From: Amy E Cunningham <amy.in.dar@gmail.com>
Date: 3 December 2015 at 17:20:26 CAT
To: Jo Creed <jo.creed@jamieoliver.org>
Cc: International Eating Disorder Action <iedaction.global@gmail.com>, "jdeniseouellette@gmail.com" <jdeniseouellette@gmail.com>, Peter Berry <peter.berry@jamieoliver.com>
Subject: Re: Weighing children in school
Greatly appreciate your response the opportunity to dialogue.

I understand your and Jamie's desires. Our concern is that there is no scientific evidence that what you are promoting has the desired benefit.  I'll share studies with you here - one of which shows that parents did nothing even with info and in fact children's diets did not improve.  We also know that eating disorders (which have the highest mortality rate of any psychological illness) can be triggered by inappropriately addressed school health programs.  The US Centers for Disease Control does not recommend BMI at schools.  The Academy for Eating Disorders has strong guidance and cautions for implementing programs and a wealth of data showing that weighing/BMI has no basis in the scientific literature for success.  The Eating Disorder Coalition in the US has successfully reinforced CDCs statement.

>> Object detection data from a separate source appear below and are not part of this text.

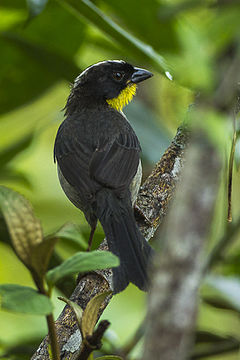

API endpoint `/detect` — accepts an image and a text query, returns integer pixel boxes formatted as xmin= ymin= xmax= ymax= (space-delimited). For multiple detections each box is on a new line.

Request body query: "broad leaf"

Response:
xmin=31 ymin=238 xmax=57 ymax=278
xmin=81 ymin=291 xmax=111 ymax=338
xmin=0 ymin=284 xmax=53 ymax=315
xmin=27 ymin=0 xmax=48 ymax=17
xmin=61 ymin=0 xmax=171 ymax=78
xmin=0 ymin=133 xmax=34 ymax=168
xmin=47 ymin=250 xmax=119 ymax=285
xmin=0 ymin=186 xmax=43 ymax=268
xmin=51 ymin=223 xmax=88 ymax=249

Schools and many of us are grasping for some solution to our perceived epidemic (I acknowledge there is a need to both ensure the health of our kids genetically predisposed to ED as well as obesity) however approaching it with an intuitive approach rather than data is very dangerous.  Sadly nurses and volunteers aren't well trained to address health holistically - and thus can do far more harm than good. Or at minimum nothing changes as the data suggest and that is a real waste of resources.   

I would be very interested to see any data showing that school weighing works in helping kids develop overall health.

And in working with you to develop a more holistic approach to developing and maintaining health. ​I'm attaching some documents here for your team to review.